Es wurde der Beschluss gefasst, Major August v. Parseval (L.F.G.), Dr. Walther Rathenau (Elektrochemische Werke) und Dr. Ignatz Stroof (CFGE) als Ehrenmitglieder aufzunehmen.

Nur wenige Tage später, der Verein war schon auf ca. 90 Mitglieder angewachsen, beschloss man einen Ballon anzuschaffen und ihn auf den Namen Bitterfeld zu taufen. Keiner sollte ahnen, dass es einmal 13 Ballone geben würde, die diesen Namen trugen.

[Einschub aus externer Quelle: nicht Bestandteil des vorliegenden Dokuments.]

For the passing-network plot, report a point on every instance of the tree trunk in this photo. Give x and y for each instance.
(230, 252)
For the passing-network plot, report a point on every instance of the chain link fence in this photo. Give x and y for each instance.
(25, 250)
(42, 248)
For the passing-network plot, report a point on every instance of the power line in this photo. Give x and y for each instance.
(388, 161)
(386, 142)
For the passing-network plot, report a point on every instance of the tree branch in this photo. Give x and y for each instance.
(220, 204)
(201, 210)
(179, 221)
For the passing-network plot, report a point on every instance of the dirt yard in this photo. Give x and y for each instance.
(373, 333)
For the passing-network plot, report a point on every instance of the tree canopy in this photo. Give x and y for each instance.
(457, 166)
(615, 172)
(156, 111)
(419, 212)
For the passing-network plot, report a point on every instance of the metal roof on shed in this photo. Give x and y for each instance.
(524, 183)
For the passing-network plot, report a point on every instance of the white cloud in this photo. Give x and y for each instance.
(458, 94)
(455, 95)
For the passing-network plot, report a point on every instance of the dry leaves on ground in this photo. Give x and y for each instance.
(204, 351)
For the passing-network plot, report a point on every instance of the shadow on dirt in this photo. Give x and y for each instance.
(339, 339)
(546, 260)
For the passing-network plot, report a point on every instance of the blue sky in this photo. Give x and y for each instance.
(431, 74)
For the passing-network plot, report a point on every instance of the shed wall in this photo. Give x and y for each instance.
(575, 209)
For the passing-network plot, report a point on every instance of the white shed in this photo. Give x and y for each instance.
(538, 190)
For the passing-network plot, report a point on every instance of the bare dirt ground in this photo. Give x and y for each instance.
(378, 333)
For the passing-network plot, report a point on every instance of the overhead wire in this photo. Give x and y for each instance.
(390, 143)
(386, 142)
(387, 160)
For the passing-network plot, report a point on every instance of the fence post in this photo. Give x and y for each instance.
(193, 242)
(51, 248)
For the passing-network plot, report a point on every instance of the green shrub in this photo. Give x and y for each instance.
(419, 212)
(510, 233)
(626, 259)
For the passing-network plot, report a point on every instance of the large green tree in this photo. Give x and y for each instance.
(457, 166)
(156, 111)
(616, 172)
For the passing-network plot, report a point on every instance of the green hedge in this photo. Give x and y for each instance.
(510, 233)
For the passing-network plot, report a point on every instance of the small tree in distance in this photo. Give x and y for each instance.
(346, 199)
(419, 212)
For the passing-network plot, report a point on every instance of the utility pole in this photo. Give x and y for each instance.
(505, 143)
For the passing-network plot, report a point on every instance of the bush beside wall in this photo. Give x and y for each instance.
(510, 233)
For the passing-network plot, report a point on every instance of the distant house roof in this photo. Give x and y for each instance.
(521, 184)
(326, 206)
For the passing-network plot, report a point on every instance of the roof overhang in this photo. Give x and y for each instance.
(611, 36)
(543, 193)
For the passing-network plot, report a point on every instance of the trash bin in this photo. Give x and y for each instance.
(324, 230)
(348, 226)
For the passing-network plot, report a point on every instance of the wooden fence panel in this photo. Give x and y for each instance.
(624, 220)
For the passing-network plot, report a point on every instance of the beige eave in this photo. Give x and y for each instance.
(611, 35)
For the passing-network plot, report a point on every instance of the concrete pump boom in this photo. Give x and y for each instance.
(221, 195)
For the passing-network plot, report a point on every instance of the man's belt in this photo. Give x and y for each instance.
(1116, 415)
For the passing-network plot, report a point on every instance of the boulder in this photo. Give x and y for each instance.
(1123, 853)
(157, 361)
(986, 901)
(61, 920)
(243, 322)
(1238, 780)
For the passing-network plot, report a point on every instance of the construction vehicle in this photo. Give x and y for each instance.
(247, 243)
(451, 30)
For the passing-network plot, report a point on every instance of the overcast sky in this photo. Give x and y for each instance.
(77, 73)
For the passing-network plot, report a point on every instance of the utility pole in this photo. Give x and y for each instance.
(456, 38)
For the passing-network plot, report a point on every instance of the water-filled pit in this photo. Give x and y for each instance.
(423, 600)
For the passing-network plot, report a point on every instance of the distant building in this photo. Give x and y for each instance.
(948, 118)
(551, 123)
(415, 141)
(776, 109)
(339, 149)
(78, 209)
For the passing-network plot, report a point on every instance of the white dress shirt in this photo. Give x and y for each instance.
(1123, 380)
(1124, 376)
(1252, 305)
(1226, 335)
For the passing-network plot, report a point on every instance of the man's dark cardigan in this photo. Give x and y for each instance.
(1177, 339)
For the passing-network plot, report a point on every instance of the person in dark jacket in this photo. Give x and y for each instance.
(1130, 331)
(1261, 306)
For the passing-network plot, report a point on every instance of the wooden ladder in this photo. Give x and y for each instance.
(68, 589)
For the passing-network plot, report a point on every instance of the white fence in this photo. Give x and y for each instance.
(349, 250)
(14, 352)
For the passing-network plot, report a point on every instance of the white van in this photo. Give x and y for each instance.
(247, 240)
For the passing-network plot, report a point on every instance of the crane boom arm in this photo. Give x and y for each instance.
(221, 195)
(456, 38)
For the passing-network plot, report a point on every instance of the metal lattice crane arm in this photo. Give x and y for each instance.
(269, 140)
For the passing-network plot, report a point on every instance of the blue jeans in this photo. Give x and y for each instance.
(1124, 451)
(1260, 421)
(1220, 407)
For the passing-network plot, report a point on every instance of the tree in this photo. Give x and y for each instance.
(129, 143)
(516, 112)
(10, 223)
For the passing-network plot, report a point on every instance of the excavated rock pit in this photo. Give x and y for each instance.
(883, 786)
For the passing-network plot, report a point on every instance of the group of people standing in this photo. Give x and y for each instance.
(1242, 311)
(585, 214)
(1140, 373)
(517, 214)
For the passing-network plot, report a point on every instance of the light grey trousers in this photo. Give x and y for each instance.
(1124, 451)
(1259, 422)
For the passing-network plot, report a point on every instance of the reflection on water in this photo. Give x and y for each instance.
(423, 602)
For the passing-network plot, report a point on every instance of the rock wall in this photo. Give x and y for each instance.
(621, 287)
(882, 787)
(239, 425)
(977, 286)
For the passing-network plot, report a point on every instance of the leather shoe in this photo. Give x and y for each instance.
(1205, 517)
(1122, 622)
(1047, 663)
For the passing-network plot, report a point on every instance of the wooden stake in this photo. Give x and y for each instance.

Wie es in den Anfangstagen mit dem neugegründeten Verein weiterging, darüber unterrichtet uns wieder das Bitterfelder Tageblatt:

Der Verein für Luftschiffahrt von Bitterfeld und Umgebung e. V. hielt am gestrigen Tage (21.03.1909) seine erste Generalversammlung im Hotel Europa ab, die sich eines guten Besuches erfreuen konnte. Nachdem die vom prov. Vorstand aufgesetzten Statuten verlesen und von der Versammlung genehmigt worden waren, wurde zur Wahl des endgültigen Vorstandes geschritten. Sämtliche Herren, welche bisher dem prov. Vorstand angehörten, wurden wiedergewählt und nahmen diese die Wahl auch in liebenswürdiger Weise an. Der Verein, der sich an die bestehenden Vereine umfassenden „Deutschen Luftschiffer-Verband“ anschließen wird, verfolgt nachstehende Ziele: 1. Beschaffung und Erhaltung guten Ballonmaterials. 2. Veranstaltung von Ballonfahrten von Bitterfeld aus. 3. Ausbildung und Übung von Ballonführern, die auch im Kriegsfalle dem Vaterlande gute Dien ste leisten können. 4. Abhaltung von Vorträgen über Luftschiffahrt. Der Mitgliedsbeitrag soll 20 Mk. für das Jahr betragen. Man erwirbt damit ein besonderes Recht auf 1. Teilnahme an Normalfahrten, zu deren Kosten der Verein beisteuert. 2. Teilnahme an Sonderfahrten gegen Erstattung der Gesamtkosten. 3. Teilnahme an der Auslosung von Freifahrten. Herren und Damen, die bereit sind dem Verein beizutreten, werden gebeten, eine mündliche oder schriftliche Erklärung dem l. Vorsitzenden, Herrn Bürgermeister Dippe, oder irgendeinem Mitglied des Vereins abzugeben. Die Mitgliederzahl ist bereits auf ca. 120 gestiegen. Wie wir hören, soll schon Ende dieser oder Anfang nächster Woche die erste Auffahrt von einigen Mitgliedern unternommen werden.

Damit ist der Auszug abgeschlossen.